However, the invading Islamists did not receive the support they had hoped for.

The militants immediately began negotiations with government officials and the local population, trying to win them over to their side, Magomed Umargadzhiev, head of the Botlikh region in 1999, recalled in a conversation with TASS.

"But the conversation didn't go well. I arrived in Botlikh at 2:30 p.m., and by that time the spontaneous militia had already begun," Umargadzhiev said. " People came out with what they had, even old people: with picks, shovels, with weapons. We started organizing all this, created a headquarters. <…> The entire administration apparatus received radios and pistols from the head of the district police department, and we began work."

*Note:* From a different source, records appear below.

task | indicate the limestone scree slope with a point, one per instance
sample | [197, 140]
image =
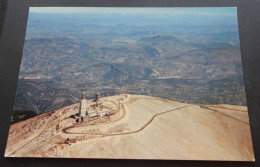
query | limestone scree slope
[145, 128]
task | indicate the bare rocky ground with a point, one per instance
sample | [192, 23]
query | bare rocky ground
[143, 128]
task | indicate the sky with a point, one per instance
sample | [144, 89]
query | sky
[224, 11]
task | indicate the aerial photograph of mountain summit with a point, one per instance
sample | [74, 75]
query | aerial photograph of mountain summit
[131, 83]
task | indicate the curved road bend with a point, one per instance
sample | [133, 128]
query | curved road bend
[126, 133]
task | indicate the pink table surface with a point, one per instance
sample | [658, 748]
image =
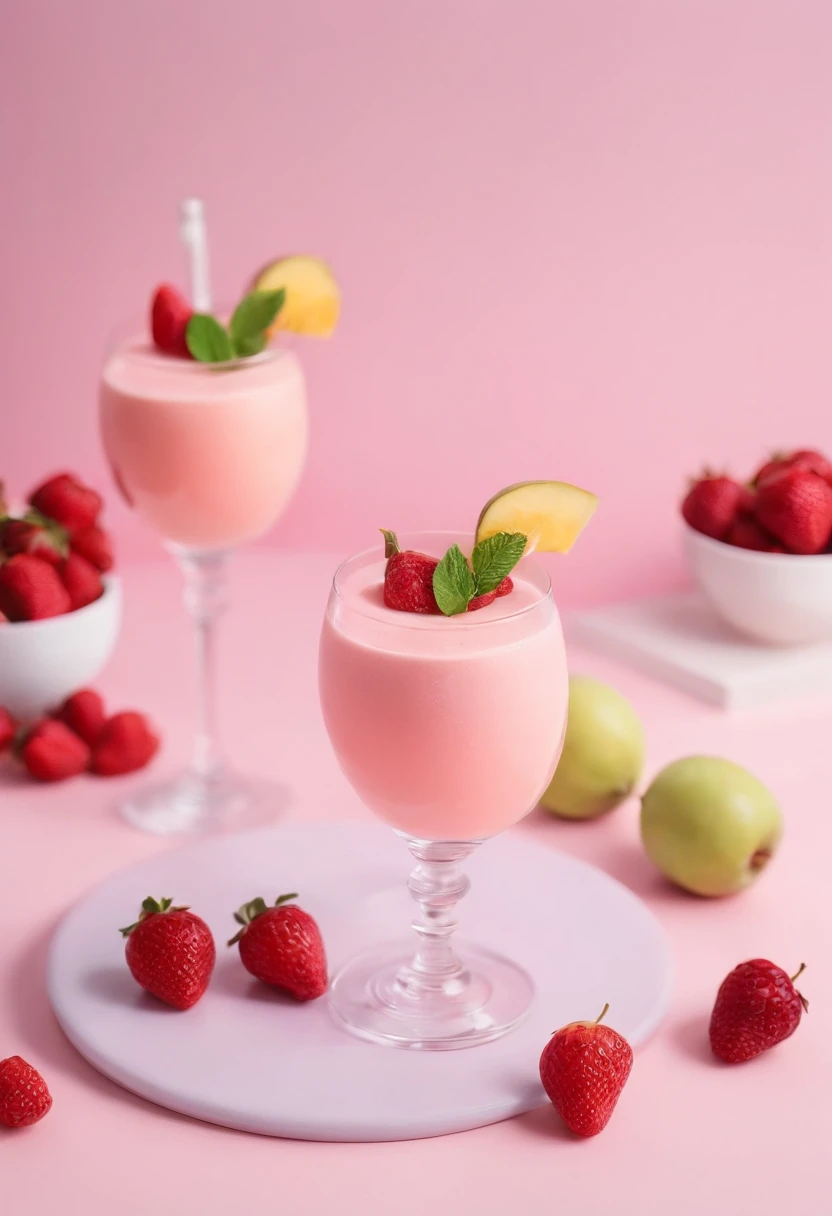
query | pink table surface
[690, 1136]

The "federal forces" came to the aid of the police and the newly created militia. Earlier, the 102nd brigade of internal troops was transferred to cover the border in the Tsumadinsky district. And then army units also entered the action.

From August 9 to 25, battles took place for the height of Oslinoe Ukho west of Botlikh between the Islamists (who occupied the mountain on August 9) and the fighters of the 7th Guards Airborne Division. The paratroopers took the height after two assault attempts, in one of which Major Sergei Kostin was killed.

The Botlikh-Tsumadin campaign continued until the end of August. On the 23rd, Basayev announced the withdrawal of his main forces. On the 29th, federal troops began a "cleansing" of militants in the village of Karamakhi.

MASKHADOV LEAVES NO CHOICE
It should be noted that Moscow left “Ichkeria” one last chance to fulfill the Khasavyurt agreements.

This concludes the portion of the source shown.